Des écrans hyper consommateurs d'énergie et déjà présents partout 

Pour Ixelles, c'est non à l'installation de 28 panneaux publicitaires numériques. Yves Rouyet, échevin Écolo de l'Urbanisme argumente: "Ils sont hyper consommateurs d'énergie, ils sont un vrai danger en terme de sécurité routière, l'Institut Belge pour la sécurité routière l'a d'ailleurs dénoncé, parce que l'on peut être distrait. C'est d'ailleurs le but. Il y a aussi une vraie raison d'embouteillages, d'encombrement, de l'espace public. En moment, il y a un tel envahissement publicitaire et il faut dire stop. Et le dernier argument, c'est la prolifération des écrans. Les enfants et les adultes aussi d'ailleurs sont en permanence sur des tablettes, des smartphones, quand on va dans un restaurant, maintenant, il y a des écrans, quand on va dans le métro, il y a des écrans partout. On va pas en rajouter en plus dans la rue". 

L'argument de la sécurité 

Et d'autres communes ont remis un avis négatif. Au moins six jusqu'ici: Ixelles, Saint-Gilles, Forest, Watermael-Boisfort. A Etterbeek et à Schaerbeek, c'est l'argument de la sécurité qui a joué. Frédéric Nimal, échevin Défi de l'Urbanisme explique: "Très rapidement, le collège a demandé un avis à la police. Elle n'a de problèmes spécifiquement sur les endroits mais cela concerne les panneaux digitaux. La police rappelle que l'on ne pouvait pas avoir des panneaux qui peuvent distraire les automobilistes, ou créer une confusion par rapport aux panneaux de signalisation. Elle rappelle aussi que tous panneaux à une distance de 75 mètres d'un feu rouge est interdit dès le moment où il est de couleur verte ou rouge".  

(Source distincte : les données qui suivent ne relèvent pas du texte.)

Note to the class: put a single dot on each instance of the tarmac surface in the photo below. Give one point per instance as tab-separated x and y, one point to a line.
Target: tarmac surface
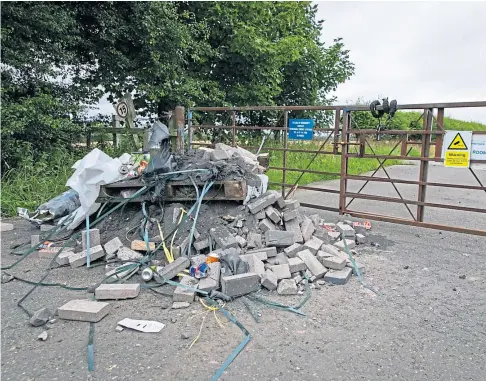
428	321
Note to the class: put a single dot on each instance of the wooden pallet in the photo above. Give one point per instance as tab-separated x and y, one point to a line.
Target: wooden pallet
234	190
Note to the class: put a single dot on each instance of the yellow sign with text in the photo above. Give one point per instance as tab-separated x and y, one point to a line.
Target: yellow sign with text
456	149
457	159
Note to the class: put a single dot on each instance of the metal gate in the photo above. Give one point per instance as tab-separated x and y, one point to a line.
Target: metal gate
337	137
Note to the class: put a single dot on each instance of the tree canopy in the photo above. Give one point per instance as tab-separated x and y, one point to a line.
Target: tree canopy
167	54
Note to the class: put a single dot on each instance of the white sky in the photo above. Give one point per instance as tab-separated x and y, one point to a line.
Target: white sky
414	52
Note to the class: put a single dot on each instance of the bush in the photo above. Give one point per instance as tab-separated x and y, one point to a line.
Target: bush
32	126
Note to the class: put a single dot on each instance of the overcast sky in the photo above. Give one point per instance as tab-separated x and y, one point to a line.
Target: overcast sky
414	52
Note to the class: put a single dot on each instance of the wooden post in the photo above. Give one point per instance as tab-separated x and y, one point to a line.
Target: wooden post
179	120
115	123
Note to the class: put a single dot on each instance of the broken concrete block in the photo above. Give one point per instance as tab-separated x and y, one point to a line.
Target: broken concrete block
84	310
241	284
241	241
279	238
253	240
287	287
112	246
294	227
256	265
350	243
172	269
322	254
281	271
333	235
321	233
47	227
296	265
40	317
211	282
345	229
360	239
179	305
80	259
196	260
262	202
307	228
280	200
117	291
94	238
182	294
63	258
292	204
361	267
266	225
297	278
219	154
260	215
313	245
338	277
223	238
333	262
292	250
272	214
269	280
126	254
290	214
313	265
51	252
139	245
119	272
281	259
330	249
269	251
35	240
201	245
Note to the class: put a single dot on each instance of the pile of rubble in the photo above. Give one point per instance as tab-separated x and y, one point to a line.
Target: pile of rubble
218	249
269	243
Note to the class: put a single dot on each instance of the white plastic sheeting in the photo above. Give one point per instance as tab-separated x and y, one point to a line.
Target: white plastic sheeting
92	171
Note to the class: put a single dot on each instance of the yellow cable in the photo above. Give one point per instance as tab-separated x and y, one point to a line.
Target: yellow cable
173	236
167	253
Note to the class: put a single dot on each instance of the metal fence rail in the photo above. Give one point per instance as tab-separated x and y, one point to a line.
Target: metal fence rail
344	135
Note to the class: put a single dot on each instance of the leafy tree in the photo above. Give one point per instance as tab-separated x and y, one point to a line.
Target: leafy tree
166	54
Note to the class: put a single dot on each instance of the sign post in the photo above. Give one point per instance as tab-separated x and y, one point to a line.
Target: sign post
456	149
301	129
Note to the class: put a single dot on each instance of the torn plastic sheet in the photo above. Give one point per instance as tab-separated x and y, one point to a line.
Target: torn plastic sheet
254	191
59	206
92	171
161	159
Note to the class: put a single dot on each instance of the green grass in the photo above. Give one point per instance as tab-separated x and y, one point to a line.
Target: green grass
326	163
37	181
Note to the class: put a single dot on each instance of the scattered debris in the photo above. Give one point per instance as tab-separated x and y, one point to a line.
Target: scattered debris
6	226
148	326
84	310
7	278
40	317
42	336
242	240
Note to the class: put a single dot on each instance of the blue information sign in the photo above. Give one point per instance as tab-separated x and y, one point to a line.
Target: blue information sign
301	129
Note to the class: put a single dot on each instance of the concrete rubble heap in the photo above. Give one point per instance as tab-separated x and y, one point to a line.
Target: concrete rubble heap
264	244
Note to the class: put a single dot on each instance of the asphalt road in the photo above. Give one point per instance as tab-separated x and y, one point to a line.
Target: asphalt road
427	323
440	195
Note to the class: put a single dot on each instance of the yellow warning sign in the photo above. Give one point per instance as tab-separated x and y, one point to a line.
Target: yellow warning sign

Des panneaux numériques en échange de Villos électriques 

Le souci, c'est qu'en échange de ces panneaux numériques, il est prévu que JC Decaux, la société qui gère les vélos partagés en région bruxelloise, mette à disposition des Villos électriques. Un tiers de sa flotte pour l'été 2019. C'est l'accord conclu avec la Région. Des Villos qui intéressent les communes, mais pas à n'importe quel prix, Yves Rouyet: " Si Villos, JC Decaux et la Région trouvent un autre système, on est ouvert! On est favorable aux Villos électriques". 

La Région ne veut pas réagir pour le moment. C'est elle qui doit délivrer les permis d'urbanisme pour ces panneaux. Du côté de JC Decaux, on ne veut pas non plus faire de commentaire à ce stade. Une réunion est prévue à ce propos avec la Région cette semaine prochaine. 

Et ailleurs, en Région wallonne? 

La Région bruxelloise a dans ses cartons un projet pour mieux encadrer ces publicités lumineuses, dans le cadre de son projet de RRU, son Règlement Régional d'Urbanisme. Du côté de la Région wallonne, ce projet d'interdiction de publicité dans l'espace public a fait l'objet d'un débat au Parlement. L'Union des Villes et Communes de Wallonie avait été auditionnée et elle s'y était opposée. Une question de "liberté de commerce et d'industrie, d'autonomie communale, la capacité des communes à les encadrer", explique Jacques Gobert, président de l'UVCW, "il ne faut pas perdre de vue aussi qu'il y a l'aspect financier. Les communes taxent également les panneaux publicitaires et ce serait donc un manque à gagner que les communes devraient subir. C'est variable d'une commune à l'autre, cela dépend par exemple si elle est traversée par de grands axes, mais cela peut vite se chiffrer à des centaines de milliers d'euros pour les grandes villes".